Должно быть, Стив заснул. Через пять минут, — а может быть, через три четверти часа, он так и не понял, — его разбудили крики и аплодисменты. Томная музыка, ввергшая его в сон, сменилась более оживленной. Он взглянул на сцену. Декорации были достаточно банальны: стилизация под восточный город — ковры и подушечки, лазурные плитки, персидские шатры.
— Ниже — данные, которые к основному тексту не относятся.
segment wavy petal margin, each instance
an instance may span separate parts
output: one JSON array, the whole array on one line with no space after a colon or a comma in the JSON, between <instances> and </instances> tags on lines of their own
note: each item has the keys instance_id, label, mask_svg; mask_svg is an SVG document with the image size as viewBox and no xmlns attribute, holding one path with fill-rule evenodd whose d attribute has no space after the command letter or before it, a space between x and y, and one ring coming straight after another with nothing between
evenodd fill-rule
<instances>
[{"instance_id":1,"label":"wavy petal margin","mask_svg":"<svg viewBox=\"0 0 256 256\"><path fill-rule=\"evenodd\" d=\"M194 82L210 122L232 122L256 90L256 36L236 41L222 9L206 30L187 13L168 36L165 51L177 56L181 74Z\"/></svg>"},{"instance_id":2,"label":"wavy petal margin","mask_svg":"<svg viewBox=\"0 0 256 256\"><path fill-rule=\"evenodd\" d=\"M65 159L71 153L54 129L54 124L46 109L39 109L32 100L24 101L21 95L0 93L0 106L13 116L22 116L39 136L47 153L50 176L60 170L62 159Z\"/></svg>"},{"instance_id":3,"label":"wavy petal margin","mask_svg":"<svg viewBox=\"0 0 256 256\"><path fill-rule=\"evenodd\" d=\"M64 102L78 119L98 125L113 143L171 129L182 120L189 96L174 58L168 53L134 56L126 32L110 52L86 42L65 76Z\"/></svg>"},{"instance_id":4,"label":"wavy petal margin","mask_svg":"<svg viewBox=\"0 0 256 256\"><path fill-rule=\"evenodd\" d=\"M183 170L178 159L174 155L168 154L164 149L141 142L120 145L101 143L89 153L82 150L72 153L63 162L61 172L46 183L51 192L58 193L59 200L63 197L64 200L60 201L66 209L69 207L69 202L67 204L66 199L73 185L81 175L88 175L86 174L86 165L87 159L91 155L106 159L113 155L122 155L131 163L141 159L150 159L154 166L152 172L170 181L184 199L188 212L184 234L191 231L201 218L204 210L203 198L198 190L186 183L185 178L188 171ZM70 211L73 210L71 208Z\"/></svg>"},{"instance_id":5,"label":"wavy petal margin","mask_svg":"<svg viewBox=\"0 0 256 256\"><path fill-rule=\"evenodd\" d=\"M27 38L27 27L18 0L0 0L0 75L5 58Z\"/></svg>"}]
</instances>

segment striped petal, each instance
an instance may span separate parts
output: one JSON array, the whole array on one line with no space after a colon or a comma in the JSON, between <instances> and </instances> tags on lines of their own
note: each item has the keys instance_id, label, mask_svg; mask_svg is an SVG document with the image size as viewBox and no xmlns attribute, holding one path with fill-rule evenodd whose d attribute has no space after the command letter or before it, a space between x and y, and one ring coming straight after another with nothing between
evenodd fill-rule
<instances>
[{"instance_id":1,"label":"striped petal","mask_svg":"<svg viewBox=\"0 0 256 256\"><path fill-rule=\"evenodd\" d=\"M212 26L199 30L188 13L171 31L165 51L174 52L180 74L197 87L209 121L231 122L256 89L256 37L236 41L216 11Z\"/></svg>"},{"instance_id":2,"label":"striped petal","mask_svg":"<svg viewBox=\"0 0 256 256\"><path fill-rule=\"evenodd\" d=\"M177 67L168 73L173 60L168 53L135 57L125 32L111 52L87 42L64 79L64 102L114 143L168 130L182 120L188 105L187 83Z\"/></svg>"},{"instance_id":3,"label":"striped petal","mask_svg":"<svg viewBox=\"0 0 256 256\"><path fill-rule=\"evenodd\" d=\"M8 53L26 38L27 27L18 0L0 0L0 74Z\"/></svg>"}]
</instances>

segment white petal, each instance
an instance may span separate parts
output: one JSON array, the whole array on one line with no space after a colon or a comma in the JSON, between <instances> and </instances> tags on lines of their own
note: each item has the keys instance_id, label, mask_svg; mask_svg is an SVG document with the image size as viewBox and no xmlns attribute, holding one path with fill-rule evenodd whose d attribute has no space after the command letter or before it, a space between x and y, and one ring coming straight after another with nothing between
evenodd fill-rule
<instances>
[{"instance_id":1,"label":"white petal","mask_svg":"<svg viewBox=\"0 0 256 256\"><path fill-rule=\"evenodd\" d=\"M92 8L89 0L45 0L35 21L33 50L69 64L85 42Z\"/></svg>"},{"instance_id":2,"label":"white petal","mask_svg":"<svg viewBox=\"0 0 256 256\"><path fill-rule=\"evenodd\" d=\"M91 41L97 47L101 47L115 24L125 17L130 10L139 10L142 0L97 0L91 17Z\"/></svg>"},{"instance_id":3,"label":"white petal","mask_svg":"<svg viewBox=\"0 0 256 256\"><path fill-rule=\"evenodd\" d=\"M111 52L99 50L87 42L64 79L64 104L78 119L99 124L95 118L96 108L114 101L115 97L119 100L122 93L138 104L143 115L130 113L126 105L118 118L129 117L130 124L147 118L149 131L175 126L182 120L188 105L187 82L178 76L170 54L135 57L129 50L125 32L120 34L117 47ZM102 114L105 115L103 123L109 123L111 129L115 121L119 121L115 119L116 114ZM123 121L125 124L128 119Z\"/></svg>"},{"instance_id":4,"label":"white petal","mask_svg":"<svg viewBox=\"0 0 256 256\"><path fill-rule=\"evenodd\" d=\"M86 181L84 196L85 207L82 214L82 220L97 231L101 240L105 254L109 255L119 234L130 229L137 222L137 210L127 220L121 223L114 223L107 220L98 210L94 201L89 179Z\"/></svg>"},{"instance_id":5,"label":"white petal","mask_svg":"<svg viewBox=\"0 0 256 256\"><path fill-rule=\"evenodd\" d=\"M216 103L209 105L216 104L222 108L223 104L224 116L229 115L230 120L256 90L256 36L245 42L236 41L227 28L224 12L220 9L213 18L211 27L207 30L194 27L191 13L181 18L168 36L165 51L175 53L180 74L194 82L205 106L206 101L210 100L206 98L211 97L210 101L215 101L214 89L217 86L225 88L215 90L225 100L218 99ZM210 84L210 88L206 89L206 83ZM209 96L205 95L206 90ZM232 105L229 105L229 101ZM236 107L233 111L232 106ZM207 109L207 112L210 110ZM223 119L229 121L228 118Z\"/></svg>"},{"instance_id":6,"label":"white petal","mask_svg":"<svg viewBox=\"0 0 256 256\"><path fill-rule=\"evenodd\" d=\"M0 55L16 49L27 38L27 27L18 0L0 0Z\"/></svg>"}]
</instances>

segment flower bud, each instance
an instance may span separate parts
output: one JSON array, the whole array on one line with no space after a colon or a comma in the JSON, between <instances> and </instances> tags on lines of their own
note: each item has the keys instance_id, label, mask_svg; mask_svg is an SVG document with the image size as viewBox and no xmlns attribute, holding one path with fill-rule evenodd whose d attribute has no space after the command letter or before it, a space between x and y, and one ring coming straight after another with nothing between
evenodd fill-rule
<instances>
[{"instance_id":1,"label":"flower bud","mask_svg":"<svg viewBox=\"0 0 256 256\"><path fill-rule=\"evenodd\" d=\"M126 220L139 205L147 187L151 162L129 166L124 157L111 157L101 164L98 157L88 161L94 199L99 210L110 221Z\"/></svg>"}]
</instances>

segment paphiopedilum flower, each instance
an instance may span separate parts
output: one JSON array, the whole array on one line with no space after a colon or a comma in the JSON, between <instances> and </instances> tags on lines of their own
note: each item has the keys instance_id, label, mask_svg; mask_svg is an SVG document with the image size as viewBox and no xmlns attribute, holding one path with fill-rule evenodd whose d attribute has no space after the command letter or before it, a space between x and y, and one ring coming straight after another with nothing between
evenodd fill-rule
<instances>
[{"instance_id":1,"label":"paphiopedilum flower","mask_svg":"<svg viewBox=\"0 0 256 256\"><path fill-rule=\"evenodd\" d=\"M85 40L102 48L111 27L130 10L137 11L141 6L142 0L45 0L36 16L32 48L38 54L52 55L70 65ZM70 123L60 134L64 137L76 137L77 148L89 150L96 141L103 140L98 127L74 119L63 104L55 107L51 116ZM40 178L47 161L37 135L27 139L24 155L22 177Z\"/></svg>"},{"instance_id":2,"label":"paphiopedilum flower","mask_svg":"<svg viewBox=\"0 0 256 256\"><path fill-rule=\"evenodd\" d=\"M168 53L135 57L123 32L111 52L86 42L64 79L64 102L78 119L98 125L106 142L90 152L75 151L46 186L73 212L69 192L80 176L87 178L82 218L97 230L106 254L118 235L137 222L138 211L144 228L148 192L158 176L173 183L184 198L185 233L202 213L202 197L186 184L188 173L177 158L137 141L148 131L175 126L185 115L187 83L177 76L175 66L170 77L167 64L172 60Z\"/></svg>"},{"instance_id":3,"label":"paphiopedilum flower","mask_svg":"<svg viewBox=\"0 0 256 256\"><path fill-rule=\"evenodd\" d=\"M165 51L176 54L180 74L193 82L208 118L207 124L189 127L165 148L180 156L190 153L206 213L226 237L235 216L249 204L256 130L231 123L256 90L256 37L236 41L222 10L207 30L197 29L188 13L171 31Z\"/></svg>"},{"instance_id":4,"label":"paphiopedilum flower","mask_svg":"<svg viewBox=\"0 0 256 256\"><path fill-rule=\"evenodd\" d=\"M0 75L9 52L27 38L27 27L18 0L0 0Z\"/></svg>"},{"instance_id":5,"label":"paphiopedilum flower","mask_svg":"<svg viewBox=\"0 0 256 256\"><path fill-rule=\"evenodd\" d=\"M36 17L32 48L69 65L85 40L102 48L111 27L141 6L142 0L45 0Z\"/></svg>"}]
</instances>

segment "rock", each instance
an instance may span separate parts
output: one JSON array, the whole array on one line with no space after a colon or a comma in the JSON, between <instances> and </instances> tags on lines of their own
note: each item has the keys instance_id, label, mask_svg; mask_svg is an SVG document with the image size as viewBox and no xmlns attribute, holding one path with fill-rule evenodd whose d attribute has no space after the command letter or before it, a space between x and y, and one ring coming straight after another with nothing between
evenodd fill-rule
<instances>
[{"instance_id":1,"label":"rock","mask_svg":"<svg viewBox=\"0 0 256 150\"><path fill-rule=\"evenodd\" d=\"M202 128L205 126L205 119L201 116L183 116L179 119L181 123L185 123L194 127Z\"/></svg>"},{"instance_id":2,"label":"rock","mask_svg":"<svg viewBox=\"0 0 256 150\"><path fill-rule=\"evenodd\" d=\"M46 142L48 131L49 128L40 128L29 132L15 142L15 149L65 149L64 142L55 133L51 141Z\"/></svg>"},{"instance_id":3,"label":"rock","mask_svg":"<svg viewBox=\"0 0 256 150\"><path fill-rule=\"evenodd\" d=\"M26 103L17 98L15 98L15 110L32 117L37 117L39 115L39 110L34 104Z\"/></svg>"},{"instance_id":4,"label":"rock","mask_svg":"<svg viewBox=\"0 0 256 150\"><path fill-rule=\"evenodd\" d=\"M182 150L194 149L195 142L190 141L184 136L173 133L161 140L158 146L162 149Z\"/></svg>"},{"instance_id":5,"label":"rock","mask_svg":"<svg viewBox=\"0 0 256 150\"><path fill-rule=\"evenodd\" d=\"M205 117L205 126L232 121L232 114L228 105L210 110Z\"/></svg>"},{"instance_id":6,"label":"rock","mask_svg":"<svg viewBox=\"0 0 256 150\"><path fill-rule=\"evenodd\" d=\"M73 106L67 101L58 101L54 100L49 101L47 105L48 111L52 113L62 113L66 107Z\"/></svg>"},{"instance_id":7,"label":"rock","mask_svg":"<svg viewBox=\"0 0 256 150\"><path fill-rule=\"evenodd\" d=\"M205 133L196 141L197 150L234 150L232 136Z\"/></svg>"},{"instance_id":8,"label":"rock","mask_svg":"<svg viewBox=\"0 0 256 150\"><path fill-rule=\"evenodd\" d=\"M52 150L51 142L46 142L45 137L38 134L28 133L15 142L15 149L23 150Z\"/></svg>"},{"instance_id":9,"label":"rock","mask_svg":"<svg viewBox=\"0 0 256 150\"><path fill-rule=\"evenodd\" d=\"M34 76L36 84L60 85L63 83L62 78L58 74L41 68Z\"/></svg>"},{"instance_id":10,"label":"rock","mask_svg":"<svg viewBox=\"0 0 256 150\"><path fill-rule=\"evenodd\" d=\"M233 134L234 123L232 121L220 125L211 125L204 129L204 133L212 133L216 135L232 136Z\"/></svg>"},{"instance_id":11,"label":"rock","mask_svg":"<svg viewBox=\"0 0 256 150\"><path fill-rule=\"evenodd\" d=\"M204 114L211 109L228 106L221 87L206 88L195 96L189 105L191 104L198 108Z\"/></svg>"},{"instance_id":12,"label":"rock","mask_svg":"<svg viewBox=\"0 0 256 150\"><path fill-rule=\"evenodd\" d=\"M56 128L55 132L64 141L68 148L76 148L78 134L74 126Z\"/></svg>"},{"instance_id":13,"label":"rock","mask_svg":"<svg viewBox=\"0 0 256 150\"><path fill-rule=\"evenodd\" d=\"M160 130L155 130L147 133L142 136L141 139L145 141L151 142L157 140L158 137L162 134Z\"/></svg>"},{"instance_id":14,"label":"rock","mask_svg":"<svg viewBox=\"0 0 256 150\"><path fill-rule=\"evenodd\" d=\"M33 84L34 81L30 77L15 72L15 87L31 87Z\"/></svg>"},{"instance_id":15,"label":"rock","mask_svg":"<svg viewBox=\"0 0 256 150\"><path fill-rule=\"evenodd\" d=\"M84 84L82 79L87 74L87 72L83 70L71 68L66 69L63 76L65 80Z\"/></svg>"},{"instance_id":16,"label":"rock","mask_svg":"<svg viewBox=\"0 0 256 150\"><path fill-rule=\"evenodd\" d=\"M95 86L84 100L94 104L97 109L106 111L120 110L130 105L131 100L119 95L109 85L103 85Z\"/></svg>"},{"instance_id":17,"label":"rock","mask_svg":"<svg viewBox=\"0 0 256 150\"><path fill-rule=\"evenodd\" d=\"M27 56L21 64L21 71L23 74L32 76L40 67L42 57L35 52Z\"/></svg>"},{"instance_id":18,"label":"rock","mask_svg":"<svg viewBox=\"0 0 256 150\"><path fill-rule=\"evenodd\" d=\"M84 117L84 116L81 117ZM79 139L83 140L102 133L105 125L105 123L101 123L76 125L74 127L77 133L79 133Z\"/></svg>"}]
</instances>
Зато краски были удивительны: здесь соединялись ярко-синий и малиновый, хромовая желтая и киноварь, изумрудно-зеленый, сапфировый, алый. Провалы глубоких теней, пурпур, фиолетовый, переходящий в черноту. Колорит, выбранный Пуаре, мог поразить любого, кто три года назад не открыл для себя русский балет. Но Стив пережил еще более сильное потрясение, когда на сцене вдруг появилась юная одалиска, снедаемая сладострастием. Оправившись от первого удивления, он смотрел только на нее. На голове у нее был огромный тюрбан, расшитый золотом. Она почти не была накрашена, лишь глаза подведены карандашом — большие зеленые глаза, вытянутые, похожие на тигриные, — и что-то кошачье затаилось в складках губ. Она улыбнулась — и зал вздрогнул.